Corker is not seeking reëlection, which has afforded him a measure of liberation. But his bravery was nonetheless real, and his viewpoint disturbing: he apparently believes that the nation made a tragic mistake when it elected as President someone as unfit, as uninformed, as irrational, and as unready as Trump. Corker’s tweeted description of the White House as an “an adult day-care center,” trying to handle a tantrum-prone seventy-one-year-old, was, he said, a concern shared by nearly every Senate Republican—nearly every silent Senate Republican, he might have said. He stood in marked contrast to his party’s purported congressional leaders, Speaker of the House Paul D. Ryan and Senate Majority Leader Mitch McConnell, who seem fine with just about everything that Trump says and does, even when he shows contempt for them. (On Monday, Trump managed to say both that he could “understand fully how Steve Bannon feels” in declaring war on the Republican establishment, and, of McConnell, that “we’re probably now—I think at least as far as I’m concerned—closer than ever before.”)
“Look, except for a few people, the vast majority of our caucus understands what we’re dealing with here,” Corker said. He added, “Of course they understand the volatility that we’re dealing with and the tremendous amount of work that it takes by people around him to keep him in the middle of the road.” Corker was particularly concerned about the underminingof Secretary of State Rex Tillerson, who is among those trying to keep Trump from running off the road. On Friday, Corker told the Washington Post’s Jackson Diehl that Trump might have created a situation that could force the United States to choose between war and diplomacy in dealing with the nuclear threat posed by North Korea and Iran: “You cannot publicly castrate your own Secretary of State without giving yourself that binary choice.”

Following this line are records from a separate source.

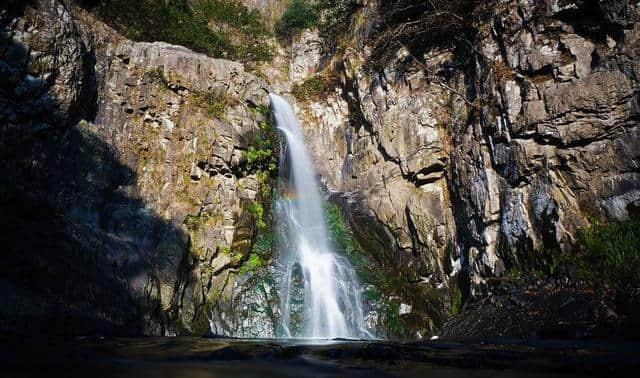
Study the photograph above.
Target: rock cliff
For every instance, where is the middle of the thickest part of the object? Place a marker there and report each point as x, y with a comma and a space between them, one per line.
453, 174
129, 204
126, 189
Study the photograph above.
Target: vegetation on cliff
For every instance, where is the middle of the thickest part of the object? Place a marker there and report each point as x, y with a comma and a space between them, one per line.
612, 252
219, 28
331, 17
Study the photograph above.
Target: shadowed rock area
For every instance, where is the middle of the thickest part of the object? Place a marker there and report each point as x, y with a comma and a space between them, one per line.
193, 357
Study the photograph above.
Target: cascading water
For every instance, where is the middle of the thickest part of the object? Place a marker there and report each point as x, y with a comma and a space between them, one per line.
331, 306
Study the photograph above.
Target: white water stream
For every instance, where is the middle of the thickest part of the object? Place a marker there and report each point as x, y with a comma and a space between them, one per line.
332, 304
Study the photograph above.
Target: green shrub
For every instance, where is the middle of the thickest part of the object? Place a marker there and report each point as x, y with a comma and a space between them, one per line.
178, 22
301, 14
257, 210
313, 87
215, 106
335, 16
612, 252
252, 264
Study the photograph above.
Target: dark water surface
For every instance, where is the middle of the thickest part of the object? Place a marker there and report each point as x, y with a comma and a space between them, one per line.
189, 357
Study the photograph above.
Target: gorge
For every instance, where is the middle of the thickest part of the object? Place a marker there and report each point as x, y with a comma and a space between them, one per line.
270, 174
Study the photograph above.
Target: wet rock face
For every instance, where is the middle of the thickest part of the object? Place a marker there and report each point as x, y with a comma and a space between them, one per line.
145, 200
455, 174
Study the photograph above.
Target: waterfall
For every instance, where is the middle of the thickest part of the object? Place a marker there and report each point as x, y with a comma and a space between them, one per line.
331, 304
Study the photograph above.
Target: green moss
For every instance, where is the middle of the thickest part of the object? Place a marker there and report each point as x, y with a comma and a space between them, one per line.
456, 299
313, 87
611, 252
253, 263
156, 75
214, 105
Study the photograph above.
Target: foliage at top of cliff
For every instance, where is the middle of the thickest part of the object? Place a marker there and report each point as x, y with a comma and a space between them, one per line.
331, 17
219, 28
419, 24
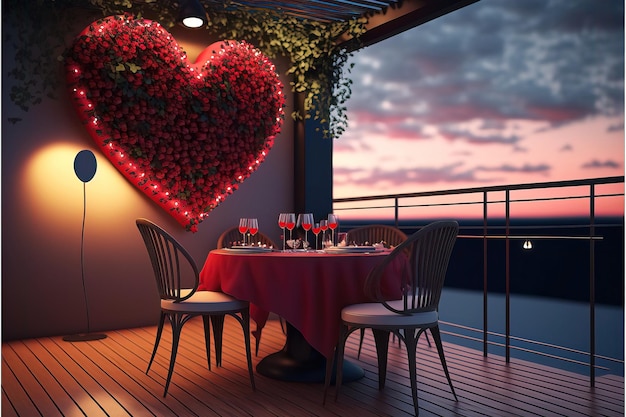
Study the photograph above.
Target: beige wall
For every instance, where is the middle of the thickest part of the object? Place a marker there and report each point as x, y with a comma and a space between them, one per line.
42, 292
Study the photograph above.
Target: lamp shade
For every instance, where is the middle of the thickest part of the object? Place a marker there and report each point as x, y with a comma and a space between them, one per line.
192, 14
85, 165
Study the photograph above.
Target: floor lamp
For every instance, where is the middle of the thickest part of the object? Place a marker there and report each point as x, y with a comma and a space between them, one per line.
85, 168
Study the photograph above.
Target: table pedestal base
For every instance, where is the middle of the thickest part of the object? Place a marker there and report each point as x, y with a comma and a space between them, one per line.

In late July, at the end of a Senate subcommittee hearing, a microphone close to Senator Susan Collins, a Maine Republican, caught her discussing Trump’s ignorance about the budget, and Senator Jack Reed, a Rhode Island Democrat, saying, “Yes. I think—I think he’s crazy,” a clear reference to the President. “I’m worried,” Collins said. So is the country: a recent Quinnipiac poll showed that fifty-six per cent of respondents believe that Trump is unfit to serve. That’s hardly a surprise; the nation, after all, is facing something that once was a premise to move the plot of Washington potboilers: What is to be done if a President is unstable, and wants to do something truly reckless? That question was at the heart of Corker’s conversation with the Times: “I know for a fact that every single day at the White House, it’s a situation of trying to contain him,” he said.
Seventy-some years ago, David Lilienthal, the first chairman of the Atomic Energy Commission, writing in his journal, asked a question that ought to have been asked when Trump, at the United Nations, threatened to “totally destroy” North Korea—raising the ultimate question about modern war: “Isn’t the real danger to civilization to be found in the recognition that warfare is no longer a conflict within limits imposed by morality, but without limit, without moral containment?” What, he might have added, if the wrecking ball is being aimed at civilization itself?